Last year too Bangladesh had made a similar concession ahead of Durga Puja sending 500 tonnes Hilsa

Hilsa, Ilish, fish
Bangladesh accounts for nearly 80 percent of the world’s Hilsa production | Photo: iStock

In a relishing twist to the Hilsa diplomacy, the season’s first consignment of the pricey fish reached West Bengal from Bangladesh on Monday evening — a pre-Puja gift from the neighbour. Hilsa lovers on this side of the border can now expect the delicacy to return to Bengali platter in a day or two.

Bangladesh had imposed a ban on export of Hilsa to West Bengal in 2012, in retaliation to the state government’s opposition to Teesta water sharing deal, depriving the Bengalis in India of their favourite seasonal delicacy.

The Hilsa pang of her citizens had made Chief Minister Mamata Banerjee reach out to Bangladesh Prime Minister Sheikh Hasina in 2015 and seek lifting of the ban. Politely refusing the request, Hasina had told Mamata that the fish would flow into West Bengal once Teesta river water started to flow adequately into Bangladesh.

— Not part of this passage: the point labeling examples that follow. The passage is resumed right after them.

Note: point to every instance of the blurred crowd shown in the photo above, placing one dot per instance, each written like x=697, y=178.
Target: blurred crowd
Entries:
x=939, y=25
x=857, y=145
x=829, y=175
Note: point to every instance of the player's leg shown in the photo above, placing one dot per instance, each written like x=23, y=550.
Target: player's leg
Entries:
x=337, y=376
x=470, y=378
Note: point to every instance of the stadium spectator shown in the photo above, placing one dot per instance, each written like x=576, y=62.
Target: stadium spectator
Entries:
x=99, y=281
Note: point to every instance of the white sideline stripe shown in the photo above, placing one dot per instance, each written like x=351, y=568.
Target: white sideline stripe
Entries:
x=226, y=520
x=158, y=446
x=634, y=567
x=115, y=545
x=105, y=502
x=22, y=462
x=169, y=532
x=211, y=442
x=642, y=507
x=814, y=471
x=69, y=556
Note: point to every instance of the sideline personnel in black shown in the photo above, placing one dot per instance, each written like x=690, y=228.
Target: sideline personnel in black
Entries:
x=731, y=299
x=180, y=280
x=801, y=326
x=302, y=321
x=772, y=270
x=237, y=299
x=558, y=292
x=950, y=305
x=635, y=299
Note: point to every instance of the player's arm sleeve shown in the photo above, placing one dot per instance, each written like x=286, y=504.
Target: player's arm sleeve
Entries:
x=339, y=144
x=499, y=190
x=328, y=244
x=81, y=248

“Can there be fish without water,” she had reportedly told West Bengal chief minister in a lighter vein, triggering in a way the age-old Bangaal-Ghoti rivalry that spiced up the cultural flavour of Bengal.

For the uninitiated, the Bangaals are people with their ancestral roots in erstwhile East Bengal, whose ancestors migrated to the western part of the Bengal before or after 1947 partition, while the Ghotis are the original inhabitants of the present state of West Bengal.

The Bangaals generally associate themselves with Hilsa fish and are invariably supporters of East Bengal football. The Ghotis will celebrate a Mohun Bagan victory devouring Jumbo Prawns (Chingri in Bengali) cooked in coconut.

As Hilsa waded into diplomacy, it started vanishing from the platter of the average Bengali, as short supply spiked prices beyond their reach. This year particularly, there has been a stiff supply-demand gap as the state’s own Hilsa haul dipped to a ’25 year low’, according to fishermen and fish traders.

Digha Fishermen’s Association secretary Shyamsundar Das said in July the catch was virtually nil and even in August and September so far the catch was not promising enough.

On an average, 20,000-25,000 tonnes of Hilsa are netted from the estuaries in the state, but this monsoon, the prime season for the catch, the haul was less than 200 tonnes, the state fisheries department sources said.

In contrast, Bangladesh registered a phenomenal rise in Hilsa production this year leading to a glut in that country, promoting illicit cross border trade of the fish.  India’s Border Security Force (BSF) has seized around 2,800 kg of Bangladeshi Hilsa in the last seven months.

Bangladesh accounts for nearly 80 percent of the world’s Hilsa production. Moreover, the quality of the fish in the Padma river in Bangladesh is believed to be of better quality.

The price of Indian Hilsa swings between Rs 1,000 and Rs 1,200 per kg in a Kolkata market whereas its Bangladeshi variant fetches anything between Rs 1,800 to Rs 2,200 per kg.

Fish traders say the price will go down as the Hilsa from Bangladesh starts arriving in the market.

The Bangladesh government on September 10 temporarily lifted the ban in view of Durga Puja, allowing export of 1,450 metric tonnes of Hilsa to West Bengal, the largest consignment of the highly sought-after, silvery trans-boundary fish to cross the border since 2011.

Last year too Bangladesh had made a similar concession ahead of the Durga Puja sending 500 tonnes of the fish.